Note: In compliance with the U.S. Environmental Protection Agency {EPA) Asbestos Hazard Emergency Act (AHERA), the above-named school district contracted with the Educational Service District 113 Workers’ Compensation Trust of Tumwater, Washington to conduct three year Asbestos re-inspection of all school buildings.
During this current inspection period, an EPA accredited asbestos inspector and management planner performed the required inspection, reassessed each category of asbestos containing building materials (ACBM), and noted any significant changes from the previous inspections. Re-inspection will assist the school district in the process of safely managing each ACBM within the district. The AHERA re-inspection report and management plans are available to the general public and can be reviewed anytime during normal school hours. As required by AHERA, a designated person is available during regular business hours to answer any questions concerning ACBM in our buildings. The designated person can be reached by contacting the school district office.

Attendance Requirements
  • Washington state law (RCW 28A.225.010) requires mandatory attendance for children ages 8 to 17 at a public school, private school, or a district-approved home school program. Children that are 6- or 7-years-old are not required to be enrolled in school. However, if parents enroll their 6- or 7-year-old, the student must attend full-time. Youth who are 16 or older may be excused from attending public school if they meet certain requirements.  

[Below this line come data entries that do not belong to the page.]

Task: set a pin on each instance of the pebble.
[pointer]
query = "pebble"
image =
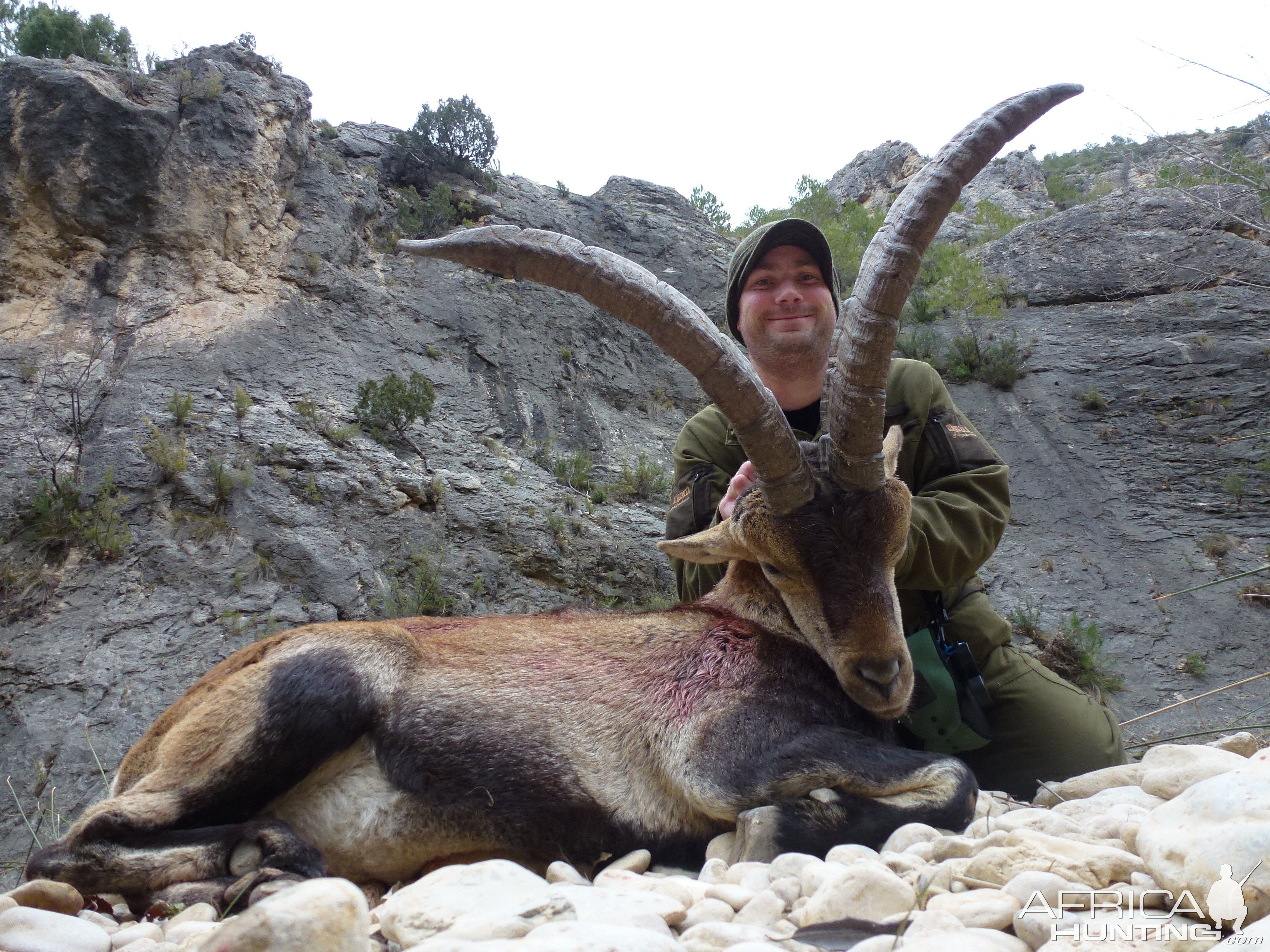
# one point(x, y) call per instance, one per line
point(49, 895)
point(561, 871)
point(30, 930)
point(131, 933)
point(908, 836)
point(1089, 784)
point(733, 895)
point(330, 914)
point(862, 890)
point(637, 862)
point(709, 911)
point(1170, 768)
point(1243, 744)
point(182, 932)
point(980, 909)
point(1225, 819)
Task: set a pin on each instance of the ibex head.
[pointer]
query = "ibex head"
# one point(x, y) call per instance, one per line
point(816, 542)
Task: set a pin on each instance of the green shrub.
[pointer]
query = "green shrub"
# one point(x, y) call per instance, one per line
point(849, 228)
point(55, 33)
point(1236, 484)
point(648, 480)
point(180, 407)
point(992, 223)
point(100, 524)
point(228, 477)
point(392, 404)
point(1093, 400)
point(413, 588)
point(574, 469)
point(167, 452)
point(1076, 654)
point(921, 343)
point(457, 133)
point(709, 205)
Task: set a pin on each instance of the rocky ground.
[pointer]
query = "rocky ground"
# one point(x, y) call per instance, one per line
point(1117, 848)
point(218, 240)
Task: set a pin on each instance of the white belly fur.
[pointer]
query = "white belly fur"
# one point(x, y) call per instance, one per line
point(366, 828)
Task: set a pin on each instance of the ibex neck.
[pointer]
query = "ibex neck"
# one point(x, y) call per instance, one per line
point(746, 593)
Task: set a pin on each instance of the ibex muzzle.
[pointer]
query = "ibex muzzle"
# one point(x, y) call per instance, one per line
point(374, 749)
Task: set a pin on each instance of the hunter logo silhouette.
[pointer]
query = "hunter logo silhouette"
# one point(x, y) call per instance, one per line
point(1226, 899)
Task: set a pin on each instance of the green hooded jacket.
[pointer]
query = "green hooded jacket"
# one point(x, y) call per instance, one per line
point(961, 503)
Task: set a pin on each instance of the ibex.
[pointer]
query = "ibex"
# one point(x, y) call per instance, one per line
point(375, 749)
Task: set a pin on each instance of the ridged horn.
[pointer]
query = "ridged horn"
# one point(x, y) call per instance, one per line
point(858, 390)
point(634, 295)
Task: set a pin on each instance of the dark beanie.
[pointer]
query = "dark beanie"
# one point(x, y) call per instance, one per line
point(764, 239)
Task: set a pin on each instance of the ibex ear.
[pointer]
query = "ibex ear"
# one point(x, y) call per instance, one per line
point(891, 449)
point(712, 546)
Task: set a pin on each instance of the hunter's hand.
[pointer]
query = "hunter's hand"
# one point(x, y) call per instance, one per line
point(743, 480)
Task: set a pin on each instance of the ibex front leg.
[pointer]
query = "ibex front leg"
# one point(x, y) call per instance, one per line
point(873, 789)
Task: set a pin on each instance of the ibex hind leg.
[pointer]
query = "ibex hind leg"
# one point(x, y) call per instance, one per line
point(190, 818)
point(872, 790)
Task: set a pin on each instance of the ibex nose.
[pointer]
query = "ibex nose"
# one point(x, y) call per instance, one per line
point(882, 673)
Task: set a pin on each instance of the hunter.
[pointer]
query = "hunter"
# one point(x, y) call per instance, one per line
point(1018, 725)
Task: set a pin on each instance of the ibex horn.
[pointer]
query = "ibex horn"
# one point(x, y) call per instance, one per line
point(858, 389)
point(634, 295)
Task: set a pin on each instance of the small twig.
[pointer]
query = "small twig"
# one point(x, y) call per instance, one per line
point(1194, 734)
point(30, 828)
point(1198, 697)
point(1046, 785)
point(1219, 582)
point(97, 758)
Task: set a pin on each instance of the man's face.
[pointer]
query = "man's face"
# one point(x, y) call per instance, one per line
point(787, 311)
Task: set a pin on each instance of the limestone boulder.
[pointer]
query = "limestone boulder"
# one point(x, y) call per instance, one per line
point(1170, 768)
point(1222, 820)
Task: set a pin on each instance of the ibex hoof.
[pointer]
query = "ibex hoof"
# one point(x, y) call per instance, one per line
point(756, 836)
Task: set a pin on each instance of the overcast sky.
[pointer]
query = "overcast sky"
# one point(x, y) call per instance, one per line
point(743, 98)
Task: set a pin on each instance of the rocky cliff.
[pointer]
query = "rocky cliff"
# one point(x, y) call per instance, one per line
point(193, 232)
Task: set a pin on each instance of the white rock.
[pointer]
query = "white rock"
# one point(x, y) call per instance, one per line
point(328, 914)
point(848, 854)
point(106, 922)
point(708, 911)
point(980, 909)
point(1030, 819)
point(752, 876)
point(789, 889)
point(29, 930)
point(733, 895)
point(722, 847)
point(642, 909)
point(141, 931)
point(561, 871)
point(637, 861)
point(1243, 744)
point(714, 871)
point(792, 864)
point(1086, 785)
point(708, 937)
point(494, 886)
point(1170, 768)
point(1222, 820)
point(624, 879)
point(862, 890)
point(764, 909)
point(594, 937)
point(183, 932)
point(907, 836)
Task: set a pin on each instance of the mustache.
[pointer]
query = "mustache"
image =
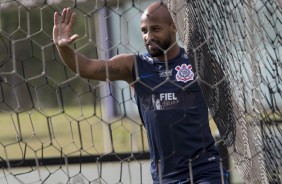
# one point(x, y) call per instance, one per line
point(155, 43)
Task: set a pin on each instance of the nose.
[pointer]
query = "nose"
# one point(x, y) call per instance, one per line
point(149, 36)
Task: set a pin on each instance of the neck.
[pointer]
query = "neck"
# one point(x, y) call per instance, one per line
point(170, 53)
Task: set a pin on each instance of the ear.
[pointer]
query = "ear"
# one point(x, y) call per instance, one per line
point(173, 27)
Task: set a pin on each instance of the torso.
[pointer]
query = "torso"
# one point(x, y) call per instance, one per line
point(174, 113)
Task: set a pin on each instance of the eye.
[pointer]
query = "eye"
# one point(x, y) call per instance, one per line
point(144, 31)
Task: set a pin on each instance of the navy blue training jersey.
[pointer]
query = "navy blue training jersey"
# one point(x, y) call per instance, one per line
point(175, 115)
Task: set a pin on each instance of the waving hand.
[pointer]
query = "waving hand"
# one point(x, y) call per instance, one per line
point(62, 31)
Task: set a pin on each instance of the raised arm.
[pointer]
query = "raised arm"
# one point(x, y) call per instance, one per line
point(116, 68)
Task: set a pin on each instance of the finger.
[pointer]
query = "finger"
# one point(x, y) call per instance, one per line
point(63, 15)
point(72, 19)
point(55, 28)
point(73, 37)
point(68, 15)
point(56, 22)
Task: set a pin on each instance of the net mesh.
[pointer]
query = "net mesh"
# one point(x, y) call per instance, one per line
point(57, 127)
point(235, 47)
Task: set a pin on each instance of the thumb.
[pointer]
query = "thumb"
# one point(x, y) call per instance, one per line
point(73, 38)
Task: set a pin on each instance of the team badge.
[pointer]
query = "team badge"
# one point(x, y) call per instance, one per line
point(184, 73)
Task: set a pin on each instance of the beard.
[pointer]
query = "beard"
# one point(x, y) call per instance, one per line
point(160, 47)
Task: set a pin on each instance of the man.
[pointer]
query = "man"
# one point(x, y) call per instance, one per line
point(170, 102)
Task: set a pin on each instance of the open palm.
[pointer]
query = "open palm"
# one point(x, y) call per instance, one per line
point(62, 31)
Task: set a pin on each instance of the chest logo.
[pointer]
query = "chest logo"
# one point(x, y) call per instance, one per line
point(184, 73)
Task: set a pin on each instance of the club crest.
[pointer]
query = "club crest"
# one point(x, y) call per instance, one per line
point(184, 73)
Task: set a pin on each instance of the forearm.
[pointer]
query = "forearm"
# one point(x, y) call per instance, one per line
point(74, 60)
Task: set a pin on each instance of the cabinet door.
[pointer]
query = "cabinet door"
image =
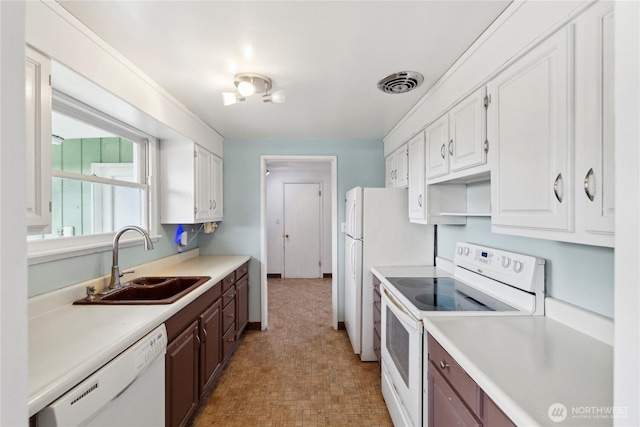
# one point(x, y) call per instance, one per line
point(181, 370)
point(437, 141)
point(417, 182)
point(210, 349)
point(492, 415)
point(38, 142)
point(467, 132)
point(203, 180)
point(217, 188)
point(445, 407)
point(390, 171)
point(402, 167)
point(242, 305)
point(595, 118)
point(530, 126)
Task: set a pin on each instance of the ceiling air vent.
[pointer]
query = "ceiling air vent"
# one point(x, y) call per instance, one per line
point(400, 82)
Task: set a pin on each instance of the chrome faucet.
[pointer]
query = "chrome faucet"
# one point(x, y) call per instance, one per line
point(115, 270)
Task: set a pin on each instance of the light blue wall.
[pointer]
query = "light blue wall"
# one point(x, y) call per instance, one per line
point(49, 276)
point(359, 162)
point(578, 274)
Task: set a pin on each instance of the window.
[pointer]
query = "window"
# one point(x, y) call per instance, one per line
point(100, 179)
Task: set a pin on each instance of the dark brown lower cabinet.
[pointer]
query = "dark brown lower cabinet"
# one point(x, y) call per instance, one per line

McCleary School Board Policy and Procedure 3110 and 3110P Qualification of Attendance and Placement and Policy 3122  Excused and Unexcused Absences outline the district’s policy. 

MSD is required to provide annual notice of its Attendance Policy.

Child Find and Special Education
  • The Child Find provisions of the Individuals with Disabilities Education Act (IDEA) require the school district to identify all students with suspected disabilities who might benefit from special education services. 
  • Parents and guardians are encouraged to contact their child’s school counselor or principal if they have questions about special education or if they would like to request an evaluation.

McCleary School Board  Policy and Procedure 2161 and 2161P Special Education and Related Services for Eligible Students and Policy 2162 Education of Students with Disabilities Under Section 504 of the Rehabilitation Act of 1973 outline the district’s policy on Child Find and Special Education.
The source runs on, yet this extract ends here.